The Spark

the Voice of
The Communist League of Revolutionary Workers–Internationalist

“The emancipation of the working class will only be achieved by the working class itself.”
— Karl Marx

Women’s Struggles and the Working Class

Feb 29, 2016

Hillary Clinton presents herself as a symbol of women’s progress in the 21st century U.S.–finally, a woman candidate for the presidency. Madeleine Albright, former Secretary of State, and Gloria Steinem, former editor of Ms. magazine, have said women who don’t support Hillary Clinton are going against their own interests.

Certainly, it is disgusting that some criticisms of Clinton have been pure sexism.
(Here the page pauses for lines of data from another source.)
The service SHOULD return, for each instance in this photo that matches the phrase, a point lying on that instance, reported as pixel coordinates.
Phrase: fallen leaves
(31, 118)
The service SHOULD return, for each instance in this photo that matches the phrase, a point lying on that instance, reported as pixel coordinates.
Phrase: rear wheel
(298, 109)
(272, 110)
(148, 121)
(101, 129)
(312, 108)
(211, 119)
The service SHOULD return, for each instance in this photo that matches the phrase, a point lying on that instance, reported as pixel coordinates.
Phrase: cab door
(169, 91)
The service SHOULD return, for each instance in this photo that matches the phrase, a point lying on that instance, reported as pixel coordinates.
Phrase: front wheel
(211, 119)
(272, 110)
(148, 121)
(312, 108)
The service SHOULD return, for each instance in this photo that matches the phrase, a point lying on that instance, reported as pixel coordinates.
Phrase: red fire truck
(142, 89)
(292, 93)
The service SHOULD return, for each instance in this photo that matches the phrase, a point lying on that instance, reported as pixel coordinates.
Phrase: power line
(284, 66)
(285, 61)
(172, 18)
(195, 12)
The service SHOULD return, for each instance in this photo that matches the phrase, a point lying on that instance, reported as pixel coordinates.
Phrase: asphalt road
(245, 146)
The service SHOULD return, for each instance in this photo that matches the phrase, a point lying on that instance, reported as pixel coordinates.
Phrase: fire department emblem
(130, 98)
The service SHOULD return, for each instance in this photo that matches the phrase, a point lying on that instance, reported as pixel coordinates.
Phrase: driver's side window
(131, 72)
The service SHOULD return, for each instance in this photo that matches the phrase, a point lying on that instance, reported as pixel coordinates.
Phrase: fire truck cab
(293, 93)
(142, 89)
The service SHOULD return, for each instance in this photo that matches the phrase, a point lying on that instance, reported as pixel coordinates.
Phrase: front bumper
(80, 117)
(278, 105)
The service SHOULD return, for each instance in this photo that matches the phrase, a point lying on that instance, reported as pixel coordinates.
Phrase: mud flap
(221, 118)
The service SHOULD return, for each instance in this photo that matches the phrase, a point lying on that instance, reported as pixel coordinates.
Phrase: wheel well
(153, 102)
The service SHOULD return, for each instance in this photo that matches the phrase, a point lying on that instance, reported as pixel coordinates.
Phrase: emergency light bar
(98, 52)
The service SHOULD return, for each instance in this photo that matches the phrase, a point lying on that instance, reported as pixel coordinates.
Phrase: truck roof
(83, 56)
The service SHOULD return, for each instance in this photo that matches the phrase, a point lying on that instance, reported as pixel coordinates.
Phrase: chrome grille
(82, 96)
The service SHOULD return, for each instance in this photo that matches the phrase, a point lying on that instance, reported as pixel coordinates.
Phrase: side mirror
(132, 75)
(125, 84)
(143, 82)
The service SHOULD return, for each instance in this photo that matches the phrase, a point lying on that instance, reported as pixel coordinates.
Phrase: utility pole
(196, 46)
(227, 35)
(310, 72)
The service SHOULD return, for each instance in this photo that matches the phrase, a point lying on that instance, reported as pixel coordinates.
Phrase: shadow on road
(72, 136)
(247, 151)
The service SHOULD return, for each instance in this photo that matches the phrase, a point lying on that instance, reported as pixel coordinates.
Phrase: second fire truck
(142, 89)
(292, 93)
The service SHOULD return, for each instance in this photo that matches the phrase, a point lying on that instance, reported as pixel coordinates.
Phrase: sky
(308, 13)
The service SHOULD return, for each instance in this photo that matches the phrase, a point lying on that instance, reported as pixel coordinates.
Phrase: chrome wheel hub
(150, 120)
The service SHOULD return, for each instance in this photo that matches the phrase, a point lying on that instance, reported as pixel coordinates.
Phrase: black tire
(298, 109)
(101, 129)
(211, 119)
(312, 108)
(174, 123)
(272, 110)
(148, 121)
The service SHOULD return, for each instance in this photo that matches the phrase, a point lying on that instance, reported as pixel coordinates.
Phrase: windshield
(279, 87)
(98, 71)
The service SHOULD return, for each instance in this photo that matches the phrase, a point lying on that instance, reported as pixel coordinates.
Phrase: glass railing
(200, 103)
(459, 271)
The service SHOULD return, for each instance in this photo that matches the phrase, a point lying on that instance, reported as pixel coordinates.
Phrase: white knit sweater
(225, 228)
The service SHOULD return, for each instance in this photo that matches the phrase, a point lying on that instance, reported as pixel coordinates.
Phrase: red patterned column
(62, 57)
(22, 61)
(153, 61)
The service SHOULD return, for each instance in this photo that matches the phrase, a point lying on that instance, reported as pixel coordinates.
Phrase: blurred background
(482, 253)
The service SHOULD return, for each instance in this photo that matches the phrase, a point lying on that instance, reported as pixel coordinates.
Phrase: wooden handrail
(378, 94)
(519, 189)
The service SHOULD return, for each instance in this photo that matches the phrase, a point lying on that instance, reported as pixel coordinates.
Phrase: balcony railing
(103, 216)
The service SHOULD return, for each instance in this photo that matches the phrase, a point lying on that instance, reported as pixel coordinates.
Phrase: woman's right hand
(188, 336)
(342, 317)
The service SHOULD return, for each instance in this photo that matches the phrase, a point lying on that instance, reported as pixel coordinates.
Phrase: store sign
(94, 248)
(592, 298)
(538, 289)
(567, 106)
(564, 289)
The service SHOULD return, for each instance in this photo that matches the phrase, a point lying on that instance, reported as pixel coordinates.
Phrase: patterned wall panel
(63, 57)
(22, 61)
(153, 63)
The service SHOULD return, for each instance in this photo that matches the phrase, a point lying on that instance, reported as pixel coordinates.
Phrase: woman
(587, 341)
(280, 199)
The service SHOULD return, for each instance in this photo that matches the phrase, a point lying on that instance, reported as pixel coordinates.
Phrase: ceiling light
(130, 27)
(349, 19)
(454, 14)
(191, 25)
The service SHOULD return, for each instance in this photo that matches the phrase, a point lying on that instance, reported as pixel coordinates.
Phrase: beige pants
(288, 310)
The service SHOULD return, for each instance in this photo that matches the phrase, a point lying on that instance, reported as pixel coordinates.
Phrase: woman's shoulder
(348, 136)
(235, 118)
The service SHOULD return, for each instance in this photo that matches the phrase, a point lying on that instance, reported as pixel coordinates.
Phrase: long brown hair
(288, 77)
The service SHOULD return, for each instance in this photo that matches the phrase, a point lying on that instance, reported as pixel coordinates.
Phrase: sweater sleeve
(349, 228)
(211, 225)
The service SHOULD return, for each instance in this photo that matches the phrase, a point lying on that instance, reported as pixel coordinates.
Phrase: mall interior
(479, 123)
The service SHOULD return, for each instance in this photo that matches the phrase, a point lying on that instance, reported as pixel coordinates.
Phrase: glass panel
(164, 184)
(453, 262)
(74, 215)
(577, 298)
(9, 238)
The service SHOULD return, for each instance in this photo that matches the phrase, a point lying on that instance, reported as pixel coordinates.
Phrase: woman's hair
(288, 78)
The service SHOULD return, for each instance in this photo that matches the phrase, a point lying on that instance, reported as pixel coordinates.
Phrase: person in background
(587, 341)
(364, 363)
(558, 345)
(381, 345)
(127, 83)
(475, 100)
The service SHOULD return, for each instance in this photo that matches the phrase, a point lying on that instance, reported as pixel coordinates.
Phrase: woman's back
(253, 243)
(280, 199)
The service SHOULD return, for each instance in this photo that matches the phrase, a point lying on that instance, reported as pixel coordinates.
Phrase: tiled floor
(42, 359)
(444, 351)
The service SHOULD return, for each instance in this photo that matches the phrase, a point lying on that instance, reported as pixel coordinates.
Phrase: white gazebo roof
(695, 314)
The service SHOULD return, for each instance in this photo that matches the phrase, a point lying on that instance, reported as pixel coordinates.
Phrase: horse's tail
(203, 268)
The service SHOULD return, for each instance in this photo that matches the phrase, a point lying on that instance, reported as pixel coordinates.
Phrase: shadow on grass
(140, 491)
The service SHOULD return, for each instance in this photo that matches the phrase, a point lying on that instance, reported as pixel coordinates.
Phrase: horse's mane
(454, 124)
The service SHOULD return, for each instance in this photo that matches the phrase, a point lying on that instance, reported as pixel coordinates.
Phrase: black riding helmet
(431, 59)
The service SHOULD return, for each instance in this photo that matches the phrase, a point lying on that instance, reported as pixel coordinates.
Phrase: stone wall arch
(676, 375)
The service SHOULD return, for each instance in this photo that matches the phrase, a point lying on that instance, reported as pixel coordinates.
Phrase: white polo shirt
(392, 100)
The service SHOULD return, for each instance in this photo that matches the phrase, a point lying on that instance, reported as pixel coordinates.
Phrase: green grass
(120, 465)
But the difficulties faced by working class women and well-to-do women are not the same. Some women have become top corporate executives. Clinton herself was on the board of Walmart. But the majority of women working at Walmart earn poverty-level wages. The interests of the executives and the interests of the workers are in direct conflict with each other, whether they are men or women. This class difference has been present throughout the long history of women’s struggle for a decent life.

In the fight for the right to an abortion, wealthier women have always been able to find a sympathetic doctor. But it took a fight in the 1970s, following on the struggle of the black population, for all women to gain the right to a legal abortion in the U.S. And almost from the moment Roe v. Wade passed in 1973, politicians tried to take away the right to an abortion from poor women. Today, the majority of counties in the United States do not have a single abortion provider. So we’re going back to the days before Roe v. Wade: women with money can get an abortion easily, while access for poor women is increasingly blocked.

Women had to fight for the right to vote for more than a century before the 19th Amendment was ratified after WWI. This fight was mostly led by the better off, better educated women in the 1800s, though these women often tried to link themselves to working class women. It went along with a struggle for decades against laws that treated women as chattel, that is, as the property, first of their fathers, and then of their husbands. The legal right to vote in an election made women a little more able to stand up as adults, rather than remaining property without a voice, like children. But once the right to vote was won, many privileged women abandoned the fight, feeling that they had achieved their goal.

But working class women had to continue the struggle. One of the longest-running and least successful battles has been the fight for decent pay and decent working conditions for women. After a 1911 factory fire in which 146 women died, union activist Rose Schneiderman addressed a New York City funeral march of 100,000: “I would be a traitor to the poor burned bodies if I came here to talk good fellowship. We have tried you good people of the public and we have found you wanting.... This is not the first time girls have been burned alive in the city.... The life of men and women is so cheap and property is so sacred.... It is up to working people to save themselves....”

Conditions in the early days of U.S. factories were horrendous. Six days and 65 hour work weeks were common. While men workers’ wages were abysmal in factories and mines, women’s wages were worse–because the bosses could get away with paying them less, using the excuse that they were not heads of households. In the early 20th century, half the people in New York City were immigrants, crowded into slums. In the factories where they worked, the majority were under the age of 20.

These problems were not addressed by upper class women. Rather, women organizers in the International Ladies Garment Workers Union led strikes against such appalling conditions, as did organizers in other industries. Often these organizers were socialists or later communists. Through these fights, women workers won some improvements from the most appalling conditions they faced.

Yet today, women workers face similar problems. Working class women still make less money and have many more family responsibilities than men–and working class men also make less and less every year, adding on to the problems facing working class families. As in the past, these problems will not be solved by looking to upper class women like Hillary Clinton to help us. They will only be solved by working class women organizing and fighting for themselves, in their own interests.